Brandt lay there, gasping like a fish on a dock.

His mouth opened and closed, but no air would come. His chest hitched in spasms. The pain radiated outward from his stomach, a sick, dull ache that made his vision swim.

Humiliation washed over him, colder than the ice.

He got it. He understood. He was weak. He was a bug. Falk was a god compared to him. There was no need for this level of demonstration. There was no need to crush him so thoroughly.

'Damn him...'

The self-pity began to rise, a hot, bitter bile in his throat.

'Stop.'

'I asked for this.'

He had demanded brutality. He had demanded survival training. He had asked to be taught how to live in a world of monsters.

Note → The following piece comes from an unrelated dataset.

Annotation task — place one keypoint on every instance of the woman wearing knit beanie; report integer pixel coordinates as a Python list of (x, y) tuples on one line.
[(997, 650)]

This pain... this humiliation... this was the transaction he had agreed to. Complaining now would be illogical. It would be childish. It would be pathetic.

He forced his diaphragm to unlock. He sucked in a ragged, shallow breath of freezing air. It burned, but it was oxygen.

He heard the crunch of boots on frost.

Falk walked over, his silhouette looming against the flickering torchlight like a judgment. He stopped and looked down at the gasping boy.

His face softened, just slightly. He opened his mouth, likely to apologise. To explain that Brandt wasn't ready for this level of intensity. He expected the boy to stay down. He expected tears. He expected him to quit.

Brandt moved.

He groaned, a low, guttural sound, and rolled onto his knees. He scrambled, his fingers digging into the frozen dirt, and pushed himself up.

He swayed, clutching his bruised arm to his chest. He spat a glob of blood from a bitten lip onto the ice.

He looked up at Falk.

There were no tears in his eyes. There was no fear.

There was only a cold, hungry intensity—a dark, obsessive need to solve the puzzle.

'Again,' his eyes said. 'I'm not done.'

Falk froze.

The apology died in his throat. He stared at the boy, really stared at him, for the first time. He saw something in Brandt's eyes that shouldn't be there.

It wasn't the look of a child. 

It was a ghost of the Marquess. It was a resilience that spoke of iron bones and a spirit that refused to break.

Falk nodded slowly. A silent acknowledgment passed between them.

"Enough," Falk said, his voice quiet but firm. "The verdict is reached."

The scene shifted from the violence of the frozen dirt to the relative quiet of a wooden bench on the edge of the training ground.

The adrenaline that had fueled Brandt's suicidal charge began to leach out of his system, replaced instantly by the biting, intrusive cold of the Rimescar night. 

His sweat froze against his skin, creating a layer of icy discomfort beneath his tunic. His ribs throbbed with a dull, sickening rhythm where Falk's fist had connected, a preview of the bruising that would bloom dark and ugly by morning.

Falk sat beside him, his breathing even, steam rising faintly from his shoulders.

"Two sessions a week," Falk said, his voice flat. "That is the limit."

Brandt opened his mouth to argue. He wanted to demand daily beatings. He wanted to accelerate the process, to cram years of conditioning into weeks. 

Falk cut him off with a raised, calloused hand.

"Do not argue. Your body is small. It is unconditioned. If you break it every day, you will not grow stronger. You will simply break permanently."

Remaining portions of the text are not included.